Defining the Curriculum: histories and ethnographies
Subjects for Study: towards a social history of curriculum
This article suggests that it is a dangerous enterprise to develop theories of curriculum whilst underusing or misusing historical studies. Disturbingly significant is the constant harking back to the early nineteenth century for analogies with which to support contemporary theory. Structural and interactional features are not continuous and to assume continuity is at best to oversimplify and at worst wilfully to mislead. A particular problem in those studies which generalize from the early nineteenth century to the contemporary situation has been identified in the work reported here. Namely, that by raiding history in this way sociologists have been returning to a pre-professional era with respect to curriculum groups. The evidence presented here points to the power and importance of professional subject groups; they cannot be dismissed as powerless agencies in the face of structural change.

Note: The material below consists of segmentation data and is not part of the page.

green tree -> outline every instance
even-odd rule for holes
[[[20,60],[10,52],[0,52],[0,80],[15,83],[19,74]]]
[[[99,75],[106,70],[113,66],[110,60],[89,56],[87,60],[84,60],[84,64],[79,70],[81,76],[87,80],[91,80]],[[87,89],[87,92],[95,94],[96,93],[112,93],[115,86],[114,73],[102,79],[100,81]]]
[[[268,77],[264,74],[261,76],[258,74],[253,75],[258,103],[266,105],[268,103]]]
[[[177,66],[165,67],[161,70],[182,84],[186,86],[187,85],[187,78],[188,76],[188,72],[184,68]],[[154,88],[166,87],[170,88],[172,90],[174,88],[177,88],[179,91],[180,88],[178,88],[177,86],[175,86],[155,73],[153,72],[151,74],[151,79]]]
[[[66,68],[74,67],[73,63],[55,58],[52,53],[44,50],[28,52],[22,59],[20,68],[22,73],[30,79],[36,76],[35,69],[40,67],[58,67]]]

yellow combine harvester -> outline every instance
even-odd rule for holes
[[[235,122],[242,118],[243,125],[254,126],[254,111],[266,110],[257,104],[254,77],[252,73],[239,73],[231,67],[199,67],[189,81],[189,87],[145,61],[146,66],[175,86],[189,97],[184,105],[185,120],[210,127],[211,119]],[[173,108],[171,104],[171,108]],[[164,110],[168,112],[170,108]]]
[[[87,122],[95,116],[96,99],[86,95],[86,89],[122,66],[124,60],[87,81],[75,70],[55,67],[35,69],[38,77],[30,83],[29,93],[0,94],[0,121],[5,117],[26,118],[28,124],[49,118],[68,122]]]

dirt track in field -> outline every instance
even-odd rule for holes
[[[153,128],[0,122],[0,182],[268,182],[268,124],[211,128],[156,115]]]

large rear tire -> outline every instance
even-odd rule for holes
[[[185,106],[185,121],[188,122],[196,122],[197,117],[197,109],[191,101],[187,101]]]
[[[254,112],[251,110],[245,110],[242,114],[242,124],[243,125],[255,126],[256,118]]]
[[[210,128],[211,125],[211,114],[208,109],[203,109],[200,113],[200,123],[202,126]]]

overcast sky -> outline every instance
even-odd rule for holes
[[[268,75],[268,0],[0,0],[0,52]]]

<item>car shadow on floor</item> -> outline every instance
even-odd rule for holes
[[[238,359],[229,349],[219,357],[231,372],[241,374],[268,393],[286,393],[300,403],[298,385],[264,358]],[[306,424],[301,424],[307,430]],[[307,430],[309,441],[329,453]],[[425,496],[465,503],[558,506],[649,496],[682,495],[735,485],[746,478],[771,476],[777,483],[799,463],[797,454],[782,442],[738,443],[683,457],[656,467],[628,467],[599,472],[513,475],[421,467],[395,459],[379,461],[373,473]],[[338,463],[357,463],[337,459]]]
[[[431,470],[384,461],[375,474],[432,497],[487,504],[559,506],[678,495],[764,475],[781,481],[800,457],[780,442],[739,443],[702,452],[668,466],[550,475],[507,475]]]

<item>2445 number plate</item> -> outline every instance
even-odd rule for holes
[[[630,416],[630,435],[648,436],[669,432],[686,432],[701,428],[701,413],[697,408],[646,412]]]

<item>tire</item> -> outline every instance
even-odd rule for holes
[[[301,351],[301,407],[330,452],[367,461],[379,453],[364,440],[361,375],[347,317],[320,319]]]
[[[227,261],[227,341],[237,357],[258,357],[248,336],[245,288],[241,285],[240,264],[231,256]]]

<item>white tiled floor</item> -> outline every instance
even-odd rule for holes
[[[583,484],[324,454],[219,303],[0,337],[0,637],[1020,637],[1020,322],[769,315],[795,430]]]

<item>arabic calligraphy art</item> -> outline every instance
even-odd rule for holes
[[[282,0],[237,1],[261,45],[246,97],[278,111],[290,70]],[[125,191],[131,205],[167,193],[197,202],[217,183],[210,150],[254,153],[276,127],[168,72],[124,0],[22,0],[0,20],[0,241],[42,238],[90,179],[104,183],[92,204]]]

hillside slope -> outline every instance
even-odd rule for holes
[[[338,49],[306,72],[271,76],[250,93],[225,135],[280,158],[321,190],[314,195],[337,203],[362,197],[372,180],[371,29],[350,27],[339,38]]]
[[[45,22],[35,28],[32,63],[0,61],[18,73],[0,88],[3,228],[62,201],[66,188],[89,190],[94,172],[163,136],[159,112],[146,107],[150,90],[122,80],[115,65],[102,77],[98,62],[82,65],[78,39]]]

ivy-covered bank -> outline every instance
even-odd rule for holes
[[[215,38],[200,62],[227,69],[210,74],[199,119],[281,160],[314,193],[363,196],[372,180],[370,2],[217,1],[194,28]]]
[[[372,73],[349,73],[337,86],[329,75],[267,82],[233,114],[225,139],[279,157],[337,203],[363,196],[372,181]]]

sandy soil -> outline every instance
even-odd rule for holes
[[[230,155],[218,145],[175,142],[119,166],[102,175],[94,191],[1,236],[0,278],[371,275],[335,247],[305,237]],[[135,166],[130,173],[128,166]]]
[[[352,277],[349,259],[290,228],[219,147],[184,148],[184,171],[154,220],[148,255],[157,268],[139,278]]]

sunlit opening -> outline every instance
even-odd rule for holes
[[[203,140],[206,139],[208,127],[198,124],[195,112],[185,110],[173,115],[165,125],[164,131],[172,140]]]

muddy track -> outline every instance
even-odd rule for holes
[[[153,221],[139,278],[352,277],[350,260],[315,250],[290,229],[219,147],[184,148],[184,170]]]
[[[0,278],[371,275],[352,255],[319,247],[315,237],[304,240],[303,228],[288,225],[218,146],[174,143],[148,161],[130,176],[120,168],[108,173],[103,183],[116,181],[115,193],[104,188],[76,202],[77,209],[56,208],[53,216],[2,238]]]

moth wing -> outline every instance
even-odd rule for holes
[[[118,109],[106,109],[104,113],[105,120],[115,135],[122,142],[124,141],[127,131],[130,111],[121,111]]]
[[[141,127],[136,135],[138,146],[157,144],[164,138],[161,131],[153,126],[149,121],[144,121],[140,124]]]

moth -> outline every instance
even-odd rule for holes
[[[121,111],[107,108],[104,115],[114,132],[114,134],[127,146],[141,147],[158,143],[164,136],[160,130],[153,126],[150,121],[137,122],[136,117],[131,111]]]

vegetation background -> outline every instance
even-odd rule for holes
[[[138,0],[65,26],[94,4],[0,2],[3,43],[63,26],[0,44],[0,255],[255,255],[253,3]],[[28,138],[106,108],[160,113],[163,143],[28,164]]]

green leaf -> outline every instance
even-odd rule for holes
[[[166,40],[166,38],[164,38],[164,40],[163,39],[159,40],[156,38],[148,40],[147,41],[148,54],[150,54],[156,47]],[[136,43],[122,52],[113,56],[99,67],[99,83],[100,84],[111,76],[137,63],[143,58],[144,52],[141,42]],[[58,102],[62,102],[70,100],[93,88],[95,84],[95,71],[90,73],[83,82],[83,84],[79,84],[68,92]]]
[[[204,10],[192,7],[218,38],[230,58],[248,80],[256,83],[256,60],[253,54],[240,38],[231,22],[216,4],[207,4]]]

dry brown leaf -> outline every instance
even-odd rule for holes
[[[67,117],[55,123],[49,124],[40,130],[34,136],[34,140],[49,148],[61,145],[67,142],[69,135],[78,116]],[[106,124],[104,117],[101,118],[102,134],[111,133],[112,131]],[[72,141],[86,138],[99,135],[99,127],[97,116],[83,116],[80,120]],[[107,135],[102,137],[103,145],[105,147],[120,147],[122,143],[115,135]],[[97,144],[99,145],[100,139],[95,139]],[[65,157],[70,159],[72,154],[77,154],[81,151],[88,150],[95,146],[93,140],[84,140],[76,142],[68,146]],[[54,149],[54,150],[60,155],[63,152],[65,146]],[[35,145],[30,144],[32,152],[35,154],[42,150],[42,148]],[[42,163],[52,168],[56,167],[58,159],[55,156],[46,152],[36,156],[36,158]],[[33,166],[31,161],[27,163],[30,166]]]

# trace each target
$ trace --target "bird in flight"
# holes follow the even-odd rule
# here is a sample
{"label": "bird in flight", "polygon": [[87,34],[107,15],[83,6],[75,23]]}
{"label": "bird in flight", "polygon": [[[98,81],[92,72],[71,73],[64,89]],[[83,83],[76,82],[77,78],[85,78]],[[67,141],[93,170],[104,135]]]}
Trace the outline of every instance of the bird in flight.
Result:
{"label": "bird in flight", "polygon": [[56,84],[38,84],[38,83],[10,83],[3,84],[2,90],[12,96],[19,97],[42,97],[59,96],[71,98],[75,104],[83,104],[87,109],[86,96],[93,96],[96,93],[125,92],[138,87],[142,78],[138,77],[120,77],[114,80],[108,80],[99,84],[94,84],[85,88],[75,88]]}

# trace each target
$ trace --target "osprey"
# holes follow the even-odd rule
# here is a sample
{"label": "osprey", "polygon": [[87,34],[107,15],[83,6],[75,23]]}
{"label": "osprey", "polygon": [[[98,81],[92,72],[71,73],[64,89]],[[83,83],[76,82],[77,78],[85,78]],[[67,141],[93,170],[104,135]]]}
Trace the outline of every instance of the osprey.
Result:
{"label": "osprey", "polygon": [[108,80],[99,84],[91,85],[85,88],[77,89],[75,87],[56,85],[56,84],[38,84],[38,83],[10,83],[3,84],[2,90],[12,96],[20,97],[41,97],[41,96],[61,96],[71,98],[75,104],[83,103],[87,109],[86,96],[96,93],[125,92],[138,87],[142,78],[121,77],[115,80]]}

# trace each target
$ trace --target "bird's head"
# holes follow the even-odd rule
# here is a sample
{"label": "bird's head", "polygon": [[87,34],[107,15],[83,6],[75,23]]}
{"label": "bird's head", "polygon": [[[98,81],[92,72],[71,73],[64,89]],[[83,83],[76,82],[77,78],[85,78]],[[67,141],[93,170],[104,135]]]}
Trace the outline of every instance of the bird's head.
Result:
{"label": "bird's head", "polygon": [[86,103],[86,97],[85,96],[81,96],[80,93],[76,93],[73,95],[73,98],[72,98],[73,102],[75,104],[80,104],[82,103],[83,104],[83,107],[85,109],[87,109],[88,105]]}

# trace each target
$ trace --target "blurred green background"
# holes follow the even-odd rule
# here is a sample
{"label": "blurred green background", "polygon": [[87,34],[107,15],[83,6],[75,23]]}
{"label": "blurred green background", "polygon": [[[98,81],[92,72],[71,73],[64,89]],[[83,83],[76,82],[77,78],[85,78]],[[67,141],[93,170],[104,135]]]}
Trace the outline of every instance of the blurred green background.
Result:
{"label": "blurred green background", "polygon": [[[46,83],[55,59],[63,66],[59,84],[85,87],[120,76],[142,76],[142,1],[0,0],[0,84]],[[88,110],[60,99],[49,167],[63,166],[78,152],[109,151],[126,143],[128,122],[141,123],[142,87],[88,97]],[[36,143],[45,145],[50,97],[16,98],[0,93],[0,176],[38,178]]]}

The use of socialization as a kind of black box theory of causation seems a common but inappropriate device; postulating causation without presenting evidence is poor theorizing, particularly when professionalization has been substantially ignored. The evidence presented here suggests that is not so much prior socialization as the structuring of material interest which provides the mediating mechanism between structural and interactional levels.
The dominance of 'academicism' can be shown over the last century or more. But historical studies pose questions about in whose interests this dominance prevails: professional groups, culturally dominant groups or industrial or financial capital. Academicism may be the past cultural consequence of previous domination rather than a guarantee of future domination.